Há um verbo grego com que se nomeia a condição necessária a toda reflexão


filosófica: tò thaumázein. Refere-se este termo à ação de se deixar espantar pelo que
nossa forma instrumental de lidar com a vida já trivializou. Quer-se com ele fazer
referência a uma atitude vital para o pensamento: a de se voltar a ver o nosso mundo
com o frescor de quem desperta para o reconhecimento de sua estranheza ou com a
gravidade de alguém que está diante de algo que assombra. Entrar no domínio do
conhecimento é saber se manter como um eterno estrangeiro na sua própria terra. Você
já reparou como é nosso olhar quando visitamos um lugar distante? Um olhar de
assombro, que se volta maravilhado para tudo o quanto se nos mostra. Pois bem,
deveríamos nos manter assim no domínio do conhecimento: continuamente curiosos.
Aqui, não falamos de uma curiosidade pueril e passageira, mas de uma inquietação
cultivada. Seria possível uma nova pedagogia do espanto, uma pedagogia do thaûma,
que se contrapusesse à experiência de codificação do mundo que nossos olhares
treinados e nossos hábitos mortificadores justificam a todo o momento?
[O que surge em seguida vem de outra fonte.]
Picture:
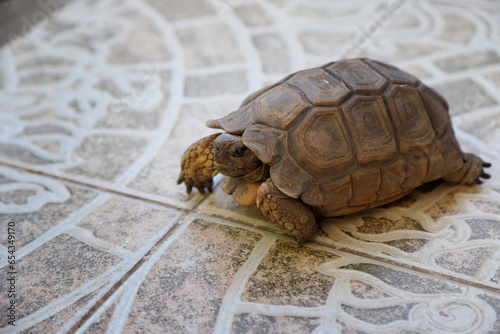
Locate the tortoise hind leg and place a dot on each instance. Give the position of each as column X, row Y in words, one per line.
column 471, row 171
column 288, row 213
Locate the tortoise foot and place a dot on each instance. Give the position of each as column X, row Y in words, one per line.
column 472, row 172
column 197, row 165
column 288, row 213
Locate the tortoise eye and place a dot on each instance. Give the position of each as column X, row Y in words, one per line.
column 239, row 151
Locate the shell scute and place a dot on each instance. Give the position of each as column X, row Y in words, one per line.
column 320, row 88
column 359, row 76
column 365, row 184
column 289, row 177
column 321, row 143
column 393, row 73
column 265, row 142
column 371, row 130
column 413, row 127
column 392, row 176
column 279, row 107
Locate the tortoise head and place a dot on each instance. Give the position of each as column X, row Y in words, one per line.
column 233, row 158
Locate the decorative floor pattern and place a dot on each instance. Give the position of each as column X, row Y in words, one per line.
column 98, row 103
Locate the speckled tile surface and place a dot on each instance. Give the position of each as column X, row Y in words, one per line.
column 99, row 101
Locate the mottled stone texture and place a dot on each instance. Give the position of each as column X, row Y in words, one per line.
column 31, row 225
column 66, row 264
column 126, row 223
column 184, row 290
column 288, row 276
column 99, row 100
column 257, row 323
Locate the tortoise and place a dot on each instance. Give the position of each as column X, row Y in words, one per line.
column 330, row 141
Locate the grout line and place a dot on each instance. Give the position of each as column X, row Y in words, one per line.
column 230, row 301
column 322, row 242
column 125, row 277
column 95, row 187
column 330, row 245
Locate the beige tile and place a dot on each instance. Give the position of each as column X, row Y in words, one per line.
column 128, row 224
column 105, row 157
column 56, row 321
column 184, row 290
column 31, row 225
column 55, row 269
column 288, row 276
column 258, row 323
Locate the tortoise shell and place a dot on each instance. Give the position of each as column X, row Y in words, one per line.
column 349, row 135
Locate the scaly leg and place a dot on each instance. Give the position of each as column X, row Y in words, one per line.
column 197, row 165
column 290, row 214
column 471, row 172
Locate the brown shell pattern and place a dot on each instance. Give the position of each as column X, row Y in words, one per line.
column 352, row 134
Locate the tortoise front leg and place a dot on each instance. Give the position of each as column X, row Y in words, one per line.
column 197, row 165
column 290, row 214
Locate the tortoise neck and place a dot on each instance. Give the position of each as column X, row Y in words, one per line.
column 259, row 174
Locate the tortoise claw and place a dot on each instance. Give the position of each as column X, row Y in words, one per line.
column 197, row 166
column 485, row 175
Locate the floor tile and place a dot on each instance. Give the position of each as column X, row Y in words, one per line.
column 99, row 100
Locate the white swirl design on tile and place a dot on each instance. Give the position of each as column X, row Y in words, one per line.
column 45, row 191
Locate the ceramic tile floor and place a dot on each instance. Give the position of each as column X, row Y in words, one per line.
column 98, row 103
Hoje, como jovens e adultos socializados nas regras de um mundo burocrático e


imediatista e vigiados continuamente para nos mostrarmos eficientes na conquista de
metas já traçadas, este espanto, que se traduz pela curiosidade filosófica, soa deslocado:
perda de tempo ou coisa de quem não tem algo mais importante para fazer. A vida já foi
loteada e a nova ordem histericamente nos obriga a lutarmos por um espaço num
mercado cada vez mais agressivo. A filosofia insiste: o conhecimento pode ser
entendido como mais do que o domínio de uma técnica que nada tem a ver com nossas
vidas.

O ponto incontornável é o de que tanto o cientista quanto o filósofo necessitam


cultivar esse estado de abertura intelectual expresso no espanto diante do mundo. (Na
verdade, todos nós precisamos desse cultivo: afinal de contas, viver em um mundo sem
conhecer tal atitude é nele estar de maneira mutilada, é experimentá-lo de maneira
particularmente empobrecida.) Com a figura do cientista, esta curiosidade é bem vista
em nossa cultura. Uma vez que este consegue gerar, com seu saber, uma forma de
domínio sobre o mundo, a curiosidade que exprime por meio dos problemas que
formula consegue ainda se ver prestigiada.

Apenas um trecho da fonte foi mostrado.